Here’s why it’s important:
- Taxation: Trusts typically don’t pay tax on their income. Instead, the trust’s beneficiaries are taxed on the income they are entitled to from the trust. To ensure this happens in the relevant financial year, the trust must decide how its income will be distributed before the end of the financial year.
- Streaming of Capital Gains and Franked Dividends: Tax legislation allows for the specific streaming of capital gains and franked dividends to beneficiaries. This means that rather than blending all the trust’s income and distributing it as a singular amount, the trust can direct specific types of income (like capital gains or franked dividends) to specific beneficiaries. The trust’s decision (or “resolution”) must be made by 30th June to ensure the correct beneficiaries are taxed on these amounts.

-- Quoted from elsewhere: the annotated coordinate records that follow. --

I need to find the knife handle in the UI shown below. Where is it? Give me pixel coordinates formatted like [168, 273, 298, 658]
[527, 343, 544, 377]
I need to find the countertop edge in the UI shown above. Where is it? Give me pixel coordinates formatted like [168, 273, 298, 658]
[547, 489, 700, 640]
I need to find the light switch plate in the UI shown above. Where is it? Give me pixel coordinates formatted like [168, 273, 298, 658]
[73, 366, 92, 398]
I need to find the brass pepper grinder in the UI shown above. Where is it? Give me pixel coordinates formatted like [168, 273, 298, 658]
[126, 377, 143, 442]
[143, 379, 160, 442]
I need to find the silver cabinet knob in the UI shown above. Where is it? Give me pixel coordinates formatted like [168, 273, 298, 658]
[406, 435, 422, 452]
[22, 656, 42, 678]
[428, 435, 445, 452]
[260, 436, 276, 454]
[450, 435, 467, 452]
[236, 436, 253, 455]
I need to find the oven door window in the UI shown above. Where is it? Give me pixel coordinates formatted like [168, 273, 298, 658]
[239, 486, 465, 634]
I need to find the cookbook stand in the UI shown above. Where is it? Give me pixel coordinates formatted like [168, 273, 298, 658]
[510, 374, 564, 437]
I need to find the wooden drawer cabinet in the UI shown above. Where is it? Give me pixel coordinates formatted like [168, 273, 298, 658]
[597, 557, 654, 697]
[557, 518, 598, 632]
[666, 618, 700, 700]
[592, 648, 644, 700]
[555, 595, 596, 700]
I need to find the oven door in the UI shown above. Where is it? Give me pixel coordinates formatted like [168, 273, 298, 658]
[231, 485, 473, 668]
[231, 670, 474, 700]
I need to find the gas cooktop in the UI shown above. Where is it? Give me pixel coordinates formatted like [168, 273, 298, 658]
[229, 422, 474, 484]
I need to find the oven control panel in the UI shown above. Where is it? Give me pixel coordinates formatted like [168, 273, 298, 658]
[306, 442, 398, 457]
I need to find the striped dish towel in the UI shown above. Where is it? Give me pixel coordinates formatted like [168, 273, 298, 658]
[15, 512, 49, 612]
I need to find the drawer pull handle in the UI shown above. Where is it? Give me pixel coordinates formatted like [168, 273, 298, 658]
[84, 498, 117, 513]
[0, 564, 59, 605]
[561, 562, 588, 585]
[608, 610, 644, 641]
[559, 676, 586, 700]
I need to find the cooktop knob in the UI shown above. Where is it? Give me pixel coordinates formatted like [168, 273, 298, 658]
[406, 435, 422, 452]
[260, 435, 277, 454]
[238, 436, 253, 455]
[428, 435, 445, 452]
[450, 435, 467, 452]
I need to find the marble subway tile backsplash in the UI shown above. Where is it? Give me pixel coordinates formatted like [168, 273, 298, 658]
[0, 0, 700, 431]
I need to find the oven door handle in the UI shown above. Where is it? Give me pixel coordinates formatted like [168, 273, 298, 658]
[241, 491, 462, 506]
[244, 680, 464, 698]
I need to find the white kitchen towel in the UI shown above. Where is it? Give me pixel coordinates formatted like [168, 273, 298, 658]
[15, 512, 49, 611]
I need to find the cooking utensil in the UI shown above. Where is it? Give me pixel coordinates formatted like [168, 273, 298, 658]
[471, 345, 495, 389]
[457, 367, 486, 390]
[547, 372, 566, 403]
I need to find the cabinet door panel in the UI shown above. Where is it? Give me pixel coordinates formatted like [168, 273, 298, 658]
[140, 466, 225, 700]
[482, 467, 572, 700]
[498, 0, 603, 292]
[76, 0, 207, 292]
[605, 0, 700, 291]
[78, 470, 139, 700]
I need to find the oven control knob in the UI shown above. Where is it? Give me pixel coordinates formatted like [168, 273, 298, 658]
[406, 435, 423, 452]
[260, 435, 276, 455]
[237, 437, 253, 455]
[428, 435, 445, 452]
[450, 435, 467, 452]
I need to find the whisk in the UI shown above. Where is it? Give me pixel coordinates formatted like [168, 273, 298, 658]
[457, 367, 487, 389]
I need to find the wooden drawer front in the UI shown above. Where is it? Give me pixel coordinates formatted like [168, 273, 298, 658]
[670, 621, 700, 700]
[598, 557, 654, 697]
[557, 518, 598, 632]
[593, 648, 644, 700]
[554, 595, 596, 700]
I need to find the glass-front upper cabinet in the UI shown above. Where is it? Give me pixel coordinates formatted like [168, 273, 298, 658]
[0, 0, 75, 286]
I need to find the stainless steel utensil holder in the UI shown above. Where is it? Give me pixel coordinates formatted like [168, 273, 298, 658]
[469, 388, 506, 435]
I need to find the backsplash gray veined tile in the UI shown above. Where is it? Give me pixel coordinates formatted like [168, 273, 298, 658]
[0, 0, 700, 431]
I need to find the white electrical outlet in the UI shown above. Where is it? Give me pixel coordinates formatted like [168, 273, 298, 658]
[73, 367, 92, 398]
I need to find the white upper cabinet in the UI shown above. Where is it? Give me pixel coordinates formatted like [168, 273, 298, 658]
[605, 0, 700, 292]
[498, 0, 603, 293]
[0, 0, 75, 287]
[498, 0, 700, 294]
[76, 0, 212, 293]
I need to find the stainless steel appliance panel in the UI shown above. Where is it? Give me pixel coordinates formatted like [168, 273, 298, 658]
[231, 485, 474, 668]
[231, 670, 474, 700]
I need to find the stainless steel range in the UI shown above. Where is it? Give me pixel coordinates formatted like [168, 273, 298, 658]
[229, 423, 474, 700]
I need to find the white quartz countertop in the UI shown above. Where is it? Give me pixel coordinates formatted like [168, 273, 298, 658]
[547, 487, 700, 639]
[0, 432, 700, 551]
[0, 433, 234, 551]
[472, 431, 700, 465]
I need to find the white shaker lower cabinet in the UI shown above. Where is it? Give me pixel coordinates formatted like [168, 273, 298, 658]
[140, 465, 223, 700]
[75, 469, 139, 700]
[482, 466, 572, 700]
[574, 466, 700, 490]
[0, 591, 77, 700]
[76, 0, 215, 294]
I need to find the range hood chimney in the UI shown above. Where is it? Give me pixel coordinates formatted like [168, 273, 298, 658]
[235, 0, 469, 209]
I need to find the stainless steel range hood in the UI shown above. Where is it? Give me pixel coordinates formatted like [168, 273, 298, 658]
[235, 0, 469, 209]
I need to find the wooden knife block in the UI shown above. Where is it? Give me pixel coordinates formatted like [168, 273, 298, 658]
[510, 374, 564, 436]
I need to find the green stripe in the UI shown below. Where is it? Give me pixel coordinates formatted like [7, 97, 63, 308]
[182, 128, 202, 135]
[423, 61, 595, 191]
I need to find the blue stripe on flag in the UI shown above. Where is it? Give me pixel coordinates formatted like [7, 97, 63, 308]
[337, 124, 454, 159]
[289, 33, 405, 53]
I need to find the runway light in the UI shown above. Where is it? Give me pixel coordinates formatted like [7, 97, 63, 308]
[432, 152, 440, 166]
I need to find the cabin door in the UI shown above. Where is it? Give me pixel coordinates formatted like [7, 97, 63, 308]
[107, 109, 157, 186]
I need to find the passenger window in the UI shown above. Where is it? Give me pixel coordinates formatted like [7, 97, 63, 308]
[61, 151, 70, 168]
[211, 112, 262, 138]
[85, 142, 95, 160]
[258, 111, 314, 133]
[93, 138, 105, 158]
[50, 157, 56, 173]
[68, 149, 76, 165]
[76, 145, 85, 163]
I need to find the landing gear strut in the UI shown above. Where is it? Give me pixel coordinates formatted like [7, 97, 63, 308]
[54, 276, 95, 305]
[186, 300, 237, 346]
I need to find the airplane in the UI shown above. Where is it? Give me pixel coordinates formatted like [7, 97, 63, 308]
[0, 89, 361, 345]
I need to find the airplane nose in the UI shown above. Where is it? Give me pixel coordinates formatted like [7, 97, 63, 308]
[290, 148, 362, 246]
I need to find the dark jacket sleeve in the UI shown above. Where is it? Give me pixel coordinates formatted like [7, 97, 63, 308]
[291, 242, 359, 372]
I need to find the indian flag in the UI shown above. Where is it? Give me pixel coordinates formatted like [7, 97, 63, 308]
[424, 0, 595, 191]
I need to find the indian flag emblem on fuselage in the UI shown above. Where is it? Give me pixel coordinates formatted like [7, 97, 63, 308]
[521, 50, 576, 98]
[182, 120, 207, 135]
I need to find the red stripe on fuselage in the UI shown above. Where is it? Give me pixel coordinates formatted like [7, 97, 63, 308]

- Default Clause: Many trust deeds have a default beneficiary or default distribution clause. If no effective distribution resolution is made by 30th June, the trust’s income may be automatically distributed according to this default clause, which may not be the desired outcome.
- Tax Liability: If no effective distribution resolution is made by 30th June, the trust may become liable to pay tax on its undistributed income at the highest marginal rate.
- Documentation and Proof: Trust distribution minutes or resolutions signed and dated before 30th June provide clear evidence that the trustee decided in the relevant financial year. This is important if the Australian Taxation Office (ATO) ever reviews or audits the trust’s distributions.